As they row across the lake, Dorcas picks a water hyacinth and puts it in her hair.  Severian, writing the book at night, wonders if the flower only came into being because Dorcas reached for it.  He wonders if, as Hildegrin may have implied, the seeress' cave and the garden are actually on the other side of the world and they've travelled there by entering the garden.  He contemplates the relationship between light and dark and order and chaos.

Hildegrin asks if he's thinking about going to his death, he thinks he sees it in his face.  Severian denies it, but Dorcas whispers to him that he was, because his face was full of nobility.  She says the world is filled with half good and half evil, and you can tilt it so that more good fills your mind, or back. She also says she would bend time backward if she could.

The shore where the averns grow is less marshy.  Looking at them Severian says, "They are not from here, are they?  Not from our Urth."

Agia tells Severian that good form requires that he pick his own avern, by snapping the stem off close to the ground.  She says she will show him how, but Hildegrin stops her and tells her she won't.  As soon as he says "I'll take the females to safety" Severian remembers where he's met him before.

The averns are powerful plants - only short grass is growing around the plants, since the grass withers away when an avern leaf touches it.  Dead bees and the bones of birds are in the grass.  Agia warns Severian that averns are closer to you than you think, they seem to have some kind of power to create optical illusions of space.  At one point Severian thinks he's a few feet from a plant when he's actually about to prick himself on a razor sharp leaf.  Looking at the flower itself with it's swirling pattern held his gaze "and with the dry lust of death sought to draw me in".  He goes to cut down a sapling on the hill to attach the avern to, to keep it well away from everyone.  He spends some time practising throwing leaves so he will know what to do in the duel.

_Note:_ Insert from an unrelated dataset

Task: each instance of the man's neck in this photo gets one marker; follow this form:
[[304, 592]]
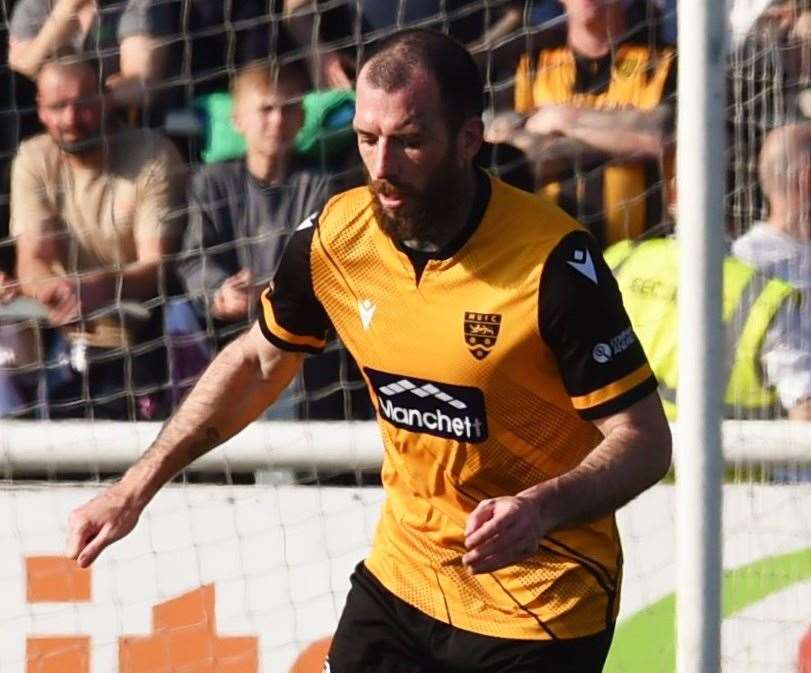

When they row back to the other shore, Agia tries to drive Dorcas away, and while they are busy doing that Severian tells Hildegrin that he too is a friend of Vodalus, having remembered Hildegrin was the big solid man he ran into in the graveyard in Chapter I.  Hildegrin denies it, and then Severian says "the worst thing I could have said: "You tried to brain me with your shovel".  Hildegrin goes to his boat and rows away.

Agia is still trying to drive Dorcas away, Dorcas is walking 50 steps behind them, something Severian at first thought was a good idea, because he fears that he won't be able to get Agia to have sex with him if Dorcas is there.  But now he realizes that, having poured out in words to Agia his sorrow over Thecla, speaking about his sorrow has made him feel better.  In the end Agia can't force Dorcas away, and Severian threatens to strike her if she doesn't stop.

They trudge along in silence, presenting quite a spectacle, Severian in his fulgin cloak showing under the mantle, carrying the avern like a gonfalon (a medieval Italian banner), Agia in her torn robe, and Dorcas covered in mud.